The Pastoral Year is normally a nine and one-half month (September through mid-June), full-time, parish-based experience of pastoral ministry in the student’s own diocese, under the direction of the seminary. Supervision, evaluation, theological reflection, complemented by a spiritual program, are the essential elements of the pastoral year. Six units of Field Education credits are granted for the successful completion of the Pastoral Year. If the diocese should decide not to include the Pastoral Year in a seminarian’s program, the student must earn the six field education credits through additional pastoral work during the seminary program.
The Pastoral Year (PY) is the best opportunity for the seminarian and all those interested in his prospective Priestly Ordination to assess his capacity to serve as a pastoral minister in his sponsoring diocese.
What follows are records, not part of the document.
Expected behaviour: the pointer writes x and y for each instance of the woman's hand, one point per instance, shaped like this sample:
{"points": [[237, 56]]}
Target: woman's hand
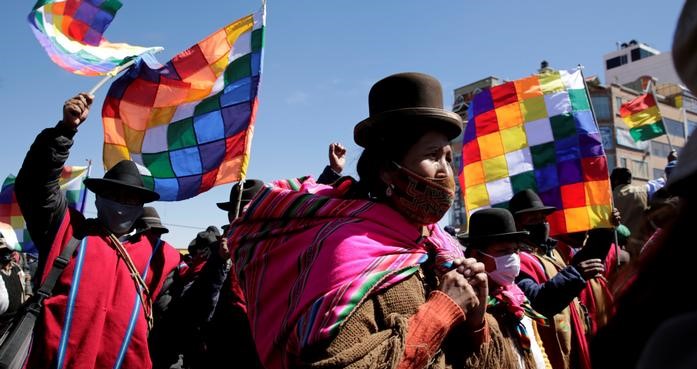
{"points": [[455, 285], [76, 109], [476, 276]]}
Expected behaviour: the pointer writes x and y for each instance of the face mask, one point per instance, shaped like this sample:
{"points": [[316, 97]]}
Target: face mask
{"points": [[507, 268], [539, 233], [117, 217], [420, 199]]}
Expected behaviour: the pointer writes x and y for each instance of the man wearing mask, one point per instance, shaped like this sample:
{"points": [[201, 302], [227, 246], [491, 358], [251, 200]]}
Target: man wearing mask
{"points": [[551, 286], [100, 312], [13, 279]]}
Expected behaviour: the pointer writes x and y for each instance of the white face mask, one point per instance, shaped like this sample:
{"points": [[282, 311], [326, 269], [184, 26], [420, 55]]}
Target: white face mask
{"points": [[117, 217], [507, 268]]}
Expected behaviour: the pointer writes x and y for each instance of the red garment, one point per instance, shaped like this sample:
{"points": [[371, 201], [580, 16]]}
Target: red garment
{"points": [[532, 266], [105, 300]]}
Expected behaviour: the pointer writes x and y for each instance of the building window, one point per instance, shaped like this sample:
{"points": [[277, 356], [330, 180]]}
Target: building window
{"points": [[639, 53], [601, 106], [657, 173], [640, 169], [674, 127], [691, 127], [618, 104], [615, 62], [660, 149], [689, 103]]}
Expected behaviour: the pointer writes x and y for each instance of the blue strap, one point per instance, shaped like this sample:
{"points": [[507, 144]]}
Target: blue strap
{"points": [[134, 314], [72, 295]]}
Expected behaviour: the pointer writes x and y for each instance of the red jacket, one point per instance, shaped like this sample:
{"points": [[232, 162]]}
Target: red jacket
{"points": [[90, 324]]}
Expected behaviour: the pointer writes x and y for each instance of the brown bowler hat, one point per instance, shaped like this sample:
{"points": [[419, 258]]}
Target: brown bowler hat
{"points": [[405, 99]]}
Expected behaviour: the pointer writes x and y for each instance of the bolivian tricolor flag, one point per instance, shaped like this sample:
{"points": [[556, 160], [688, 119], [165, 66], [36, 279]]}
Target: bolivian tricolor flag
{"points": [[643, 118]]}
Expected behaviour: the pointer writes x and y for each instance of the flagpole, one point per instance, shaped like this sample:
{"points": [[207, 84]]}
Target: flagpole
{"points": [[655, 99], [84, 188], [612, 202], [238, 202]]}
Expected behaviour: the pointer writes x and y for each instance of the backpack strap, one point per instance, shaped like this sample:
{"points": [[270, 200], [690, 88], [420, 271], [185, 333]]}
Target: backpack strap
{"points": [[46, 289]]}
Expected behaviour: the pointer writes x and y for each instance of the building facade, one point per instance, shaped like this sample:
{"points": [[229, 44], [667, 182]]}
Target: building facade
{"points": [[627, 72]]}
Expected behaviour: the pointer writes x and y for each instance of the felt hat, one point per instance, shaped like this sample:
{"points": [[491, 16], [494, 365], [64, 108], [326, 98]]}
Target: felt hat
{"points": [[206, 238], [527, 201], [403, 101], [151, 219], [250, 188], [123, 176], [494, 224]]}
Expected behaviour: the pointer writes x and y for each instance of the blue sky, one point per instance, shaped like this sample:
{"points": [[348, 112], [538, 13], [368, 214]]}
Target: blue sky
{"points": [[321, 58]]}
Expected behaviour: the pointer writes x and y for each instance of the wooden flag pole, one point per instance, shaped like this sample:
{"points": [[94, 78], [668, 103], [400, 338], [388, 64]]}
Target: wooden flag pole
{"points": [[653, 92], [238, 202], [590, 103]]}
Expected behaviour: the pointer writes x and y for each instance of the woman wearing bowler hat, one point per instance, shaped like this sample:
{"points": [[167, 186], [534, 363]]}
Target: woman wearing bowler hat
{"points": [[357, 274], [495, 242]]}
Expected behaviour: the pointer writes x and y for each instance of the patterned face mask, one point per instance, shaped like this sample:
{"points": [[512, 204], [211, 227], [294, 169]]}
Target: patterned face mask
{"points": [[422, 200]]}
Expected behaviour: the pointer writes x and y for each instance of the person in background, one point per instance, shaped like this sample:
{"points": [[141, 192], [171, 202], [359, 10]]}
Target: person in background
{"points": [[551, 285], [13, 280], [100, 313], [495, 242], [631, 201]]}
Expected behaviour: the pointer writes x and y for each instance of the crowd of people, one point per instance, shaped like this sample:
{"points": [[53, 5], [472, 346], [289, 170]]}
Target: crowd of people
{"points": [[355, 273]]}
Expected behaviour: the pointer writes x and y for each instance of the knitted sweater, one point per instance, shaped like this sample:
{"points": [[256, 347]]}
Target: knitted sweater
{"points": [[401, 328]]}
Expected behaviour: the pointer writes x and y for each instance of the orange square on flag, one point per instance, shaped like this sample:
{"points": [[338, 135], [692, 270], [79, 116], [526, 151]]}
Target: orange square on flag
{"points": [[509, 116], [490, 145], [215, 46], [576, 219], [598, 193]]}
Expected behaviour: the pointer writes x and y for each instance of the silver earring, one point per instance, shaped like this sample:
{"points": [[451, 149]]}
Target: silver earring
{"points": [[388, 190]]}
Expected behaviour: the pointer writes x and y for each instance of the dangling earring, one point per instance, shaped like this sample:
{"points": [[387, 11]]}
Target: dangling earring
{"points": [[388, 190]]}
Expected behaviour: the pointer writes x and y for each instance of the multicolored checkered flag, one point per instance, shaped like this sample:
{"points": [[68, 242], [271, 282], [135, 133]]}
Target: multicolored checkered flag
{"points": [[538, 133], [70, 183]]}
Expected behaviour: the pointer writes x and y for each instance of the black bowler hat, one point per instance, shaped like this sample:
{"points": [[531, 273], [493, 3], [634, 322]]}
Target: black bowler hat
{"points": [[151, 220], [493, 224], [403, 101], [250, 189], [123, 176], [206, 238], [527, 201]]}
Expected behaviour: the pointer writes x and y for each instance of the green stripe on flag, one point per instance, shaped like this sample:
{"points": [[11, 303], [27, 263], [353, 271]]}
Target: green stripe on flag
{"points": [[647, 132]]}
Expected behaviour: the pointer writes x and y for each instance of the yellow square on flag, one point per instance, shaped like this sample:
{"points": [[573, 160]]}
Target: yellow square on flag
{"points": [[490, 146], [509, 116], [533, 108], [599, 216], [514, 139], [551, 82], [473, 173], [528, 88], [495, 168], [476, 196]]}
There are several constituencies involved in the Pastoral Year: the seminarian, the Pastoral Year parish and staff, the Pastoral Year Supervisor, the sponsoring bishop and diocese, and the faculty and staff of STPSU. The purpose of the Pastoral Year is to provide the following benefits:
- 1) To help the PY Seminarian integrate theological and philosophical theory with pastoral practice, to allow him to experience rectory living and a full cycle of parish ministry prior to ordination to the Diaconate and Priesthood, to help him further discern the truth of his calling to diocesan pastoral ministry, and to help him set specific goals for his remaining education and formation.
- 2) To provide the PY parish an opportunity to assess the seminarian’s ability to minister in an effective, pastoral manner; to demonstrate sensitivity and skills in dealing with issues of age, gender, race, ethnicity, language, nationality, culture and orthodoxy in order to work collaboratively and minister to the people of God.
- 3) To provide his Bishop and presbyterate the opportunity to assess his potential to serve as a priest within his diocese; to assess his ability to relate well to the Bishop and priests of the diocese; and to assess his ability to sustain a healthy and balanced ministerial lifestyle, with appropriate time for prayer, study, work, and leisure.
- 4) To allow the faculty and staff of STPSU the opportunity to assess the progress of his intellectual, human and spiritual formation in an intensely pastoral context; to assess his emotional, spiritual, and intellectual maturity; to assess his appropriateness for ordination to the diaconate and continuing formation for priestly ordination; to assess his pastoral leadership abilities and to determine areas of focus for his continuing formation.